From Publishers Weekly

Addressing American industry's continuing decline in foreign and domestic markets, Peters (In Pursuit of Excellence) here offers a detailed plan for unstructured business activity in which some readers will see not only chaos but anarchy. Nevertheless, the author's perception of high quality as a determining consumer motivation and his radical recipe for achieving it are persuasive. Noting that smaller service-oriented businesses like Federal Express prosper while mammoth GE and GM falter, Peters would largely eliminate top-heavy management superstructures in favor of creative worker involvement and customer participation, with supervisors on hand to encourage.
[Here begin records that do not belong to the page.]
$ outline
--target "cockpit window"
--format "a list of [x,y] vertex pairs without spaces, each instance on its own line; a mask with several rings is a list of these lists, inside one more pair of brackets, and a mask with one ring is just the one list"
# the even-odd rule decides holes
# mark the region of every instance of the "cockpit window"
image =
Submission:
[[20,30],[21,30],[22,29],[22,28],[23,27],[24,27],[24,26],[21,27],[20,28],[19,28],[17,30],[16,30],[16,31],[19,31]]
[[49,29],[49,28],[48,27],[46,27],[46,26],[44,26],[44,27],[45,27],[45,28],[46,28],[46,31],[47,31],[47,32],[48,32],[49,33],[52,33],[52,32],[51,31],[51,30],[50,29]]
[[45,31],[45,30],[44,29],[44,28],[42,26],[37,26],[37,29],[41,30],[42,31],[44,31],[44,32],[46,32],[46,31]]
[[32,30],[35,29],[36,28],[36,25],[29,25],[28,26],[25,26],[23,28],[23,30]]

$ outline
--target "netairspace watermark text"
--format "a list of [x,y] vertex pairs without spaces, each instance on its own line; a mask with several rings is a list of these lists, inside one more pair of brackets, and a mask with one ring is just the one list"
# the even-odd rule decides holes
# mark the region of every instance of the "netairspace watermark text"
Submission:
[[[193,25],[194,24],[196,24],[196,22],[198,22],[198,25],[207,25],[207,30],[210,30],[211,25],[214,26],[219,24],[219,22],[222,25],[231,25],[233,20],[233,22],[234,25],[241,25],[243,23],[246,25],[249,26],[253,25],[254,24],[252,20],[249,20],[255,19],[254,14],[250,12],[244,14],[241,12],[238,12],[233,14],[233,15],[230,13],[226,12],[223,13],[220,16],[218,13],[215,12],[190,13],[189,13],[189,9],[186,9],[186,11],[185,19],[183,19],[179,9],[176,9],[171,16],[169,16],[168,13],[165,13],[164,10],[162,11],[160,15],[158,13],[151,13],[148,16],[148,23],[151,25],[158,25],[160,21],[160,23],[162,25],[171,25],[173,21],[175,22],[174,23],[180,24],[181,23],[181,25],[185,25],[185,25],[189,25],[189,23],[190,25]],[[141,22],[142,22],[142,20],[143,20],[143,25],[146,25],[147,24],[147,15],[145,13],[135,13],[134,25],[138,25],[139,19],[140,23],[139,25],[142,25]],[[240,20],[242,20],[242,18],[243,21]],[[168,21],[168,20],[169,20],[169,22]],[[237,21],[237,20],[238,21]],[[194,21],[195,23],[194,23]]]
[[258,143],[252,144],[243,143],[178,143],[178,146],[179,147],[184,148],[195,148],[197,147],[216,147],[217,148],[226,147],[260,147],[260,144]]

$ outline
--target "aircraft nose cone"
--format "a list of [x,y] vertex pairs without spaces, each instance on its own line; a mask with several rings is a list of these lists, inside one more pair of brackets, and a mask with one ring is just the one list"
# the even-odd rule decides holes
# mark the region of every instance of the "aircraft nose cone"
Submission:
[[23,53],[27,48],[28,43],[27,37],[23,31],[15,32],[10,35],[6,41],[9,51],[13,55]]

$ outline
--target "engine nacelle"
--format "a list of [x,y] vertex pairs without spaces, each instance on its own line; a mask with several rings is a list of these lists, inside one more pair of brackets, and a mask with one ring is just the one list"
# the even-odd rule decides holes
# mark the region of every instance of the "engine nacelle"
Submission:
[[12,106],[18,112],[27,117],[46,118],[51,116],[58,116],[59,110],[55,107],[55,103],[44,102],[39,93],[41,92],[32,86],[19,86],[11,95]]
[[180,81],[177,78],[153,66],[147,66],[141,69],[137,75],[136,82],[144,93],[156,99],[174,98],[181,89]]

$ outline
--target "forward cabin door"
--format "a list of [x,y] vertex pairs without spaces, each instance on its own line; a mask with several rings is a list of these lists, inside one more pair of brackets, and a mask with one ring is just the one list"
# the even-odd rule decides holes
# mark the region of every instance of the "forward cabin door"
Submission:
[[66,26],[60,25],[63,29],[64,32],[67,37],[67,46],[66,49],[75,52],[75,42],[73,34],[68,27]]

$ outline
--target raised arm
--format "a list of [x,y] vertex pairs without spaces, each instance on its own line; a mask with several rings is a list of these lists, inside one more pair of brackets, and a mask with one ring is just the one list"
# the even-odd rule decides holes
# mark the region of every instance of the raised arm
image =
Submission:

This textbook cites dozens of specific business situations and person-to-person responses in support of its step-by-step instructions for turning a failing enterprise aroundif those involved can act fast. 150,000 first printing; Fortune Book Club main selection.
Copyright 1987 Reed Business Information, Inc. --This text refers to an out of print or unavailable edition of this title.

From Library Journal

In contrast to the mass of oversimplified business survival manuals, this one justifies itself. After demonstrating in his previous books ( In Search of Excellence , with Robert Waterman, and A Passion for Excellence ) what he calls the "nice-to-do" in order for an organization to achieve success, Peters now proposes the "must-do" to survive in explosively changing times. His 45 "prescriptions" for survival boil down to enlightened leadership through innovation and flexibility in management style and organizational structure. Essential. A.J. Anderson, G . S.L . I . S . , Simmons Coll., Boston
Copyright 1987 Reed Business Information, Inc. --This text refers to an out of print or unavailable edition of this title.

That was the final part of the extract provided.